IOWA CITY, Iowa (AP) - Gov. Kim Reynolds’ administration informed bidders Friday it would not award a contract for an outside vendor to operate a call center to help residents set up coronavirus vaccine appointments.
The Iowa Department of Public Health informed several companies that had submitted emergency bids for the contract last week that it would not select any of them and was “continuing to evaluate call center solutions.”
The department’s notice did not elaborate but cited an administrative rule that allows for bidding processes to be cancelled when in the state’s interest.
The call center was to field inquiries about coronavirus vaccines, including helping screen residents for eligibility and set them up with providers to make appointments.
It was to be part of Iowa’s effort to improve on a rocky vaccine rollout that has frustrated many residents and has the state lagging far behind the national average for the percentage of its population getting shots. As of Friday, federal data showed Iowa in 43rd place with only 9% of its residents having received one or more doses.
On Monday, the department selected Microsoft to develop and deploy a centralized online system for people to register and schedule vaccine appointments, a task that eligible workers and people over age 65 have struggled to complete on their own. Reynolds said Microsoft hopes to have the system available to the public in two weeks.
The health department had put out an emergency request last week that gave bidders one day to submit proposals for the scheduling system and call center.

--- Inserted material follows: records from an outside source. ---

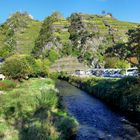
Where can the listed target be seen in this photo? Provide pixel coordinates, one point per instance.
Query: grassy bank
(31, 111)
(124, 94)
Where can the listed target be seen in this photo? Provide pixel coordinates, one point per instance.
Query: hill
(83, 36)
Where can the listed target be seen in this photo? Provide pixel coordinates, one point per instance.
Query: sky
(125, 10)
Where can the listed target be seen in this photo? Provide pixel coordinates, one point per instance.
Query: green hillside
(81, 35)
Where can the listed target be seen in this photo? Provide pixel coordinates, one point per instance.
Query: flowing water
(96, 120)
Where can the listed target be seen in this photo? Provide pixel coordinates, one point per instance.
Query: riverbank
(121, 94)
(31, 110)
(96, 119)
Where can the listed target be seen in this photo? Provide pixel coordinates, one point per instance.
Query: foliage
(53, 55)
(114, 62)
(134, 44)
(41, 67)
(16, 67)
(128, 50)
(32, 111)
(7, 84)
(122, 93)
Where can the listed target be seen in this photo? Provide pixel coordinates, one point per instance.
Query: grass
(121, 93)
(32, 111)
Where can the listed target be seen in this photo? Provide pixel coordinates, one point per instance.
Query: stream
(96, 120)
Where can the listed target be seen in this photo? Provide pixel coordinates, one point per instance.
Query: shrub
(7, 84)
(41, 67)
(16, 67)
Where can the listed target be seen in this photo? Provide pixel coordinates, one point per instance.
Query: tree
(133, 45)
(53, 55)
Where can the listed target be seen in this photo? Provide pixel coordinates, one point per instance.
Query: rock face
(85, 36)
(68, 64)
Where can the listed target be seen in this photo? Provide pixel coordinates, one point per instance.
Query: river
(96, 120)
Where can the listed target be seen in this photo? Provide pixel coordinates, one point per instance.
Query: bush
(7, 84)
(41, 67)
(114, 62)
(121, 93)
(17, 67)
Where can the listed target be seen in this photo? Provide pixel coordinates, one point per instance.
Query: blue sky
(126, 10)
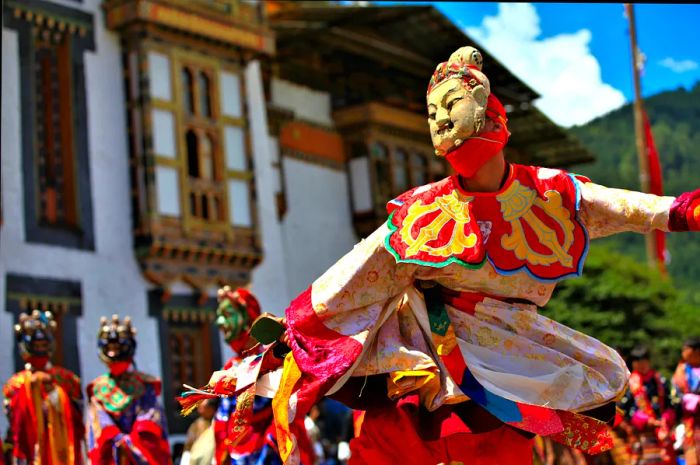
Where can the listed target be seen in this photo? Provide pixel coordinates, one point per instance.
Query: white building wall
(110, 278)
(316, 231)
(317, 228)
(307, 104)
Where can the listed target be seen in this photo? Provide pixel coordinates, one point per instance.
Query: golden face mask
(457, 96)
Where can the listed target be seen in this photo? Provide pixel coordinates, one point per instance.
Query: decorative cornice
(51, 17)
(311, 158)
(188, 18)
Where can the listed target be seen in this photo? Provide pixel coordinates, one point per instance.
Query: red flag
(656, 188)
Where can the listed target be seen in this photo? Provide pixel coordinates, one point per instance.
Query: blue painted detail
(577, 184)
(505, 410)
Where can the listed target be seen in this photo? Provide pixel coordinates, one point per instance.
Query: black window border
(83, 238)
(157, 305)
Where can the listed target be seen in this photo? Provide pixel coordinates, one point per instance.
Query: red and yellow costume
(50, 397)
(126, 423)
(43, 402)
(244, 427)
(431, 323)
(649, 419)
(687, 380)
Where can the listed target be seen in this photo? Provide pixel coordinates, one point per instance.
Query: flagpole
(642, 158)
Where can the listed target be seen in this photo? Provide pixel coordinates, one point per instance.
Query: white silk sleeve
(605, 210)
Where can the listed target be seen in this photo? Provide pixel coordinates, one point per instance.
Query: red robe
(45, 415)
(126, 422)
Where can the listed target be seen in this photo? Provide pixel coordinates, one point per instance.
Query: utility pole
(642, 154)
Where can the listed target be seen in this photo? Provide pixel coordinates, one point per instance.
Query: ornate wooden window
(54, 130)
(190, 150)
(389, 153)
(55, 162)
(203, 170)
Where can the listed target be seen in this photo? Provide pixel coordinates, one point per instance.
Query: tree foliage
(675, 121)
(623, 303)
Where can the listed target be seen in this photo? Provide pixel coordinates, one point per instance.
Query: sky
(577, 56)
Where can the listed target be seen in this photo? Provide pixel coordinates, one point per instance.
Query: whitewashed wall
(317, 228)
(110, 277)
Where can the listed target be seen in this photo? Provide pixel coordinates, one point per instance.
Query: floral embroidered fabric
(530, 224)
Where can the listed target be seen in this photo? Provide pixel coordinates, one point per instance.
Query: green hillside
(675, 120)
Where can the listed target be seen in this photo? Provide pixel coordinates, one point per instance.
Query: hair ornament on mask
(116, 339)
(34, 334)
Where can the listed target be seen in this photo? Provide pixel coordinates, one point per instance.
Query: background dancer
(126, 423)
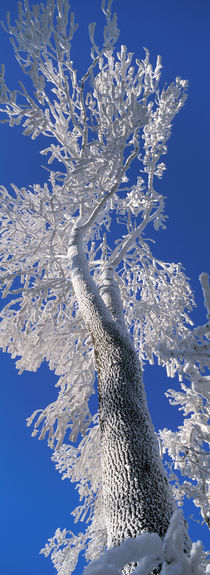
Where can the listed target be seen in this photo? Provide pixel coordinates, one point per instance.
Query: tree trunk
(136, 493)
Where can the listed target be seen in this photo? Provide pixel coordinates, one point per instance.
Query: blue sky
(34, 500)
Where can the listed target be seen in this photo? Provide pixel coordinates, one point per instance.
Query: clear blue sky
(34, 500)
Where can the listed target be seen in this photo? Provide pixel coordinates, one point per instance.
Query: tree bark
(136, 493)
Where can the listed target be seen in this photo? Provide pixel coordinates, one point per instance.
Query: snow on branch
(148, 551)
(188, 447)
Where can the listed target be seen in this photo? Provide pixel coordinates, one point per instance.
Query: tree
(83, 302)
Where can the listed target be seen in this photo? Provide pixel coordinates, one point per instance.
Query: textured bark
(136, 493)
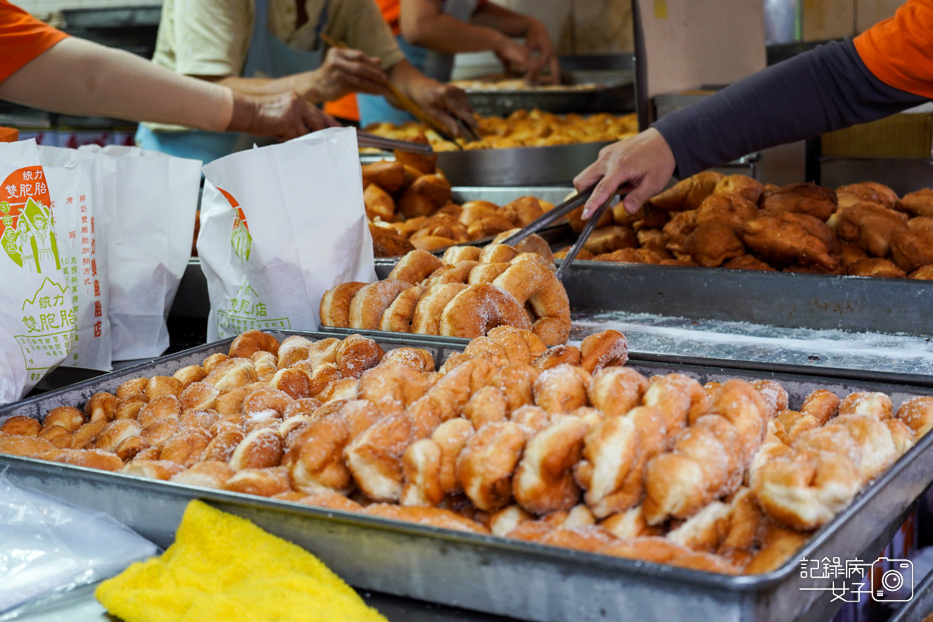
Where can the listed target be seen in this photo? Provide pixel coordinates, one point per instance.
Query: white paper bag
(280, 225)
(74, 187)
(150, 208)
(37, 299)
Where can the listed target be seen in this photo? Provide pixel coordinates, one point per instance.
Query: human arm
(83, 78)
(423, 23)
(819, 91)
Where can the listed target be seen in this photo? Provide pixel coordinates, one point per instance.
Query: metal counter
(497, 575)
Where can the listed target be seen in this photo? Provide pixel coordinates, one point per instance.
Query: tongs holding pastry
(365, 139)
(556, 214)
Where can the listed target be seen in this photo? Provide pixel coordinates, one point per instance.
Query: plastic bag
(280, 225)
(76, 193)
(150, 208)
(38, 304)
(48, 546)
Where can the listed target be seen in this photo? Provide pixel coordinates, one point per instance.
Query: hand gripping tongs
(556, 214)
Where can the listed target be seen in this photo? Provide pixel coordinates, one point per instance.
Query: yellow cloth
(222, 567)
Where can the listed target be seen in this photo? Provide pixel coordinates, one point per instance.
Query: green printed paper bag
(38, 299)
(280, 225)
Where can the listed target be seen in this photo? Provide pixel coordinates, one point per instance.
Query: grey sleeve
(825, 89)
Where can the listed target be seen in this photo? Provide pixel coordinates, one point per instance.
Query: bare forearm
(82, 78)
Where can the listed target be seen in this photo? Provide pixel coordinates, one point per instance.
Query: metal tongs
(365, 139)
(556, 214)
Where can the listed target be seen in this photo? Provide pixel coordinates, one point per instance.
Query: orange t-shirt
(22, 38)
(899, 50)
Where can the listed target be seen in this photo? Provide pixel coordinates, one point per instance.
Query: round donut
(356, 354)
(418, 359)
(522, 346)
(608, 348)
(497, 253)
(21, 425)
(479, 308)
(531, 282)
(415, 267)
(398, 315)
(335, 305)
(252, 341)
(451, 273)
(103, 406)
(426, 319)
(456, 254)
(487, 272)
(534, 243)
(371, 301)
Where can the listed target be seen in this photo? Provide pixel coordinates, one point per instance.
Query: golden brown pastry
(787, 238)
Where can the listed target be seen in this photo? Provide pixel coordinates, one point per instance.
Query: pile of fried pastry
(409, 206)
(562, 446)
(523, 128)
(465, 293)
(712, 220)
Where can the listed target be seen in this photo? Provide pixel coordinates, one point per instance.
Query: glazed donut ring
(487, 272)
(608, 348)
(479, 308)
(252, 341)
(531, 282)
(356, 354)
(21, 425)
(522, 346)
(427, 317)
(415, 267)
(456, 254)
(398, 315)
(497, 253)
(534, 243)
(335, 305)
(558, 355)
(451, 273)
(371, 301)
(418, 359)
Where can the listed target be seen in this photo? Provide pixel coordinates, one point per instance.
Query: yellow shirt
(212, 37)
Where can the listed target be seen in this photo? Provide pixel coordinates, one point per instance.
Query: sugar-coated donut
(427, 316)
(371, 301)
(604, 349)
(248, 343)
(398, 315)
(456, 254)
(356, 354)
(533, 283)
(415, 267)
(479, 308)
(335, 304)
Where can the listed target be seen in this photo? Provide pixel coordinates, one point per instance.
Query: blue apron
(375, 108)
(267, 57)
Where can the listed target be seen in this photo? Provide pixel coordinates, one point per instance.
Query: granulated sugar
(743, 341)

Fifteen companies applied, including Iowa City-based MCI, which is owned by major Republican Party donor and activist Anthony Marlowe. MCI had previously won an emergency $2.3 million contract for contact-tracing services that the department awarded in November.
The department decided Monday it would award Microsoft the online scheduling system contract and split the call center into a separate award, with the winning bidder’s selection delayed until Friday.
The department had rejected one telemarketing company’s request to delay the call center submission deadline by a few days, citing the “emergent” need for the services. The award’s cancellation notice was posted online shortly before 5 p.m. Friday.
MCI had been recruiting vaccine hotline representatives in recent weeks for $13.50 per hour jobs to work in other states. Iowa’s request for proposals had said the winning bidder could “create or leverage an existing vaccine call center.”
One day after MCI won the contact-tracing contract in November, Reynolds returned a $10,000 contribution that Marlowe had made to her campaign in October, disclosure records show.